Originals (cinavia or not) will play just fine in post 2012 player. Cinavia could care less about originals. It's a DRM to prevent the playback of BACKUP copies that have been decrypted. It works like this: insert a cinavia infected backup disc, player checks for cinavia, cinavia is found, cinavia checks for disc encryption (AACS, BD+,... which obviously arent present because its a backup), cinavia sees no encryption, cinavia then tells the player "hey, thats an illegal copy. Stop the audio immediately and display message X".) Cinavia only comes into play when you want to play backups on a 2012 or later cinavia enabled player. Play an original, you've got nothing to worry about. When those originals were produced (2012 or before) is irrelevant, WHEN only again comes into play for backups to decide wether there's a chance at them having cinavia on it or not.
New BDs and some DVDs have something triggering the Cinavia audio block, and will older or non-Cinavia detection mark-imprinted BDs and DVDs always play in Cinavia enabled players, now or in a few years?
Of course they do, thats the essence of cinavia. The inaudible audio signal inside the movie audio track, that signal itself IS cinavia.
Do all older non-marked BDs and DVDs get a pass from newer Cinavia enabled players forever?
If the discs don't have cinavia on them (and only a handful of studios use it atm due to licensing cost), if they're original ones the player is gonna play them just fine. Again, cinavia only comes into play for BACKUP DISCS that are unprotected.
If not, how does an older disc (or copy) get to play in a new player?
No such issue. Part of the standard is ensuring backwards compatibility, new players won't refuse playback of old discs. In fact it would sooner be the OPPOSITE where OLD players would refuse to play NEW discs due to changes in the BD standard technology and the player (or its firmware) no longer knows how to handle them. Even that is highly unlikely, My old DMP-BD85 still plays new discs just peachy.
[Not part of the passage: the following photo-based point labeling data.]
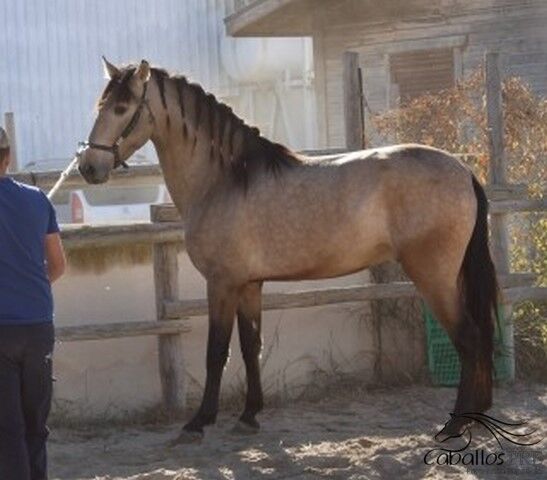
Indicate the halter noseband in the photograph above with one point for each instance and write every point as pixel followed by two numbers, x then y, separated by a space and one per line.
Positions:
pixel 114 148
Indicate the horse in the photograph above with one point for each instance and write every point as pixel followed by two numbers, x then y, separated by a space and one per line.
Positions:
pixel 255 211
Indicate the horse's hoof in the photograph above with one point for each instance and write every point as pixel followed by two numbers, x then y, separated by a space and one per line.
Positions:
pixel 187 437
pixel 244 428
pixel 454 428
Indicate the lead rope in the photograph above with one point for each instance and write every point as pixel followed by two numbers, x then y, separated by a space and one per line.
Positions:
pixel 64 175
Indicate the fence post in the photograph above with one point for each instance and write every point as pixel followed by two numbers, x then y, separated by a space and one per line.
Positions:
pixel 9 122
pixel 170 347
pixel 353 102
pixel 496 176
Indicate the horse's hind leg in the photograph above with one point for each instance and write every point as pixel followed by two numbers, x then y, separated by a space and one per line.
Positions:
pixel 248 321
pixel 223 302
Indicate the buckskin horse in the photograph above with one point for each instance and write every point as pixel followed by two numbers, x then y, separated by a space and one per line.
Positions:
pixel 254 211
Seems like if an older valid BD can play (or a copy) in a Cinavia Bluray Player undetected there is a special backdoor for older presses of DVDs and BDs.
There are no "backdoors". The disc either has cinavia or it doesn't. If it has, then the original versus backup comes into play.
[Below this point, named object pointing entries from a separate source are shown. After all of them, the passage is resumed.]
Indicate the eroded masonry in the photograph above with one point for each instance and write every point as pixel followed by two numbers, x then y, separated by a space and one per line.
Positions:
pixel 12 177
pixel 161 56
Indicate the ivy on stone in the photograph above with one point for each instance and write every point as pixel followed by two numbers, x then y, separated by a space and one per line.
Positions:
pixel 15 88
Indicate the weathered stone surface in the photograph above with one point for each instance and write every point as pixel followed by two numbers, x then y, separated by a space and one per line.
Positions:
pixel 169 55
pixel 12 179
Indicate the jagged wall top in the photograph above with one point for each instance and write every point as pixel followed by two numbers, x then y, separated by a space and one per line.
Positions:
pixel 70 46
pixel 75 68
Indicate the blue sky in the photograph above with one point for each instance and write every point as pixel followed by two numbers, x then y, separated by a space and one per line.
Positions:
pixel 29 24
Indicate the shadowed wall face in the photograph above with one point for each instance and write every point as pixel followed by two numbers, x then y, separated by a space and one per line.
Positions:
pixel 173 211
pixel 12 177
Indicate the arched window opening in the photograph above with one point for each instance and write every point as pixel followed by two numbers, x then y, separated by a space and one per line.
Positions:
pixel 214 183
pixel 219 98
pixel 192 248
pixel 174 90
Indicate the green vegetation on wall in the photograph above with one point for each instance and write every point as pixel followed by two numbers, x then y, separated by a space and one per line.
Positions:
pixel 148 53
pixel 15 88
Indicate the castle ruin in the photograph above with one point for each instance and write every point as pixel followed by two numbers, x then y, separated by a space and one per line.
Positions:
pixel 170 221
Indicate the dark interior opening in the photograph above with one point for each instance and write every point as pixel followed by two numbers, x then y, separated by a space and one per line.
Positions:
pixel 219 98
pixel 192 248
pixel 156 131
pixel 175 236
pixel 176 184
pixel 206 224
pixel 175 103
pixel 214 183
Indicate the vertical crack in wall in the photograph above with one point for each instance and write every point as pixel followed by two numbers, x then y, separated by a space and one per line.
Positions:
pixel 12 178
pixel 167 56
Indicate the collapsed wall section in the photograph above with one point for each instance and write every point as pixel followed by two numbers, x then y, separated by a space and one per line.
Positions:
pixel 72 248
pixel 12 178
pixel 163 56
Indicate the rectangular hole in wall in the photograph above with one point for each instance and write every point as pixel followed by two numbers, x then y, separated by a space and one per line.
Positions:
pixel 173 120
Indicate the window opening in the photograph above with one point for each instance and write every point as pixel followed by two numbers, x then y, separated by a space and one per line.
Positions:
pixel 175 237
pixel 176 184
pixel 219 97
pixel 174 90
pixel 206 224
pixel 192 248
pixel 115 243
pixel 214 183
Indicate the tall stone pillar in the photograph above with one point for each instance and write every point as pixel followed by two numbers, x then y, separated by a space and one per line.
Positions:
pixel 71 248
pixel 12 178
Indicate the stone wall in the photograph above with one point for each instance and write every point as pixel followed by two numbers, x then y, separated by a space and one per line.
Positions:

cinavia + original disc + cinavia enabled player: no problem whatsoever
cinavia + original disc + pre-feb 1st 2012 licensed player: no problem whatsoever, player lacks the technology to detect the signal
cinavia + backup disc + cinavia enabled player : Cinavia will kick in unless the signal is removed from the backup
cinavia + backup disc + pre-feb 1st 2012 licensed player: no problem whatsoever.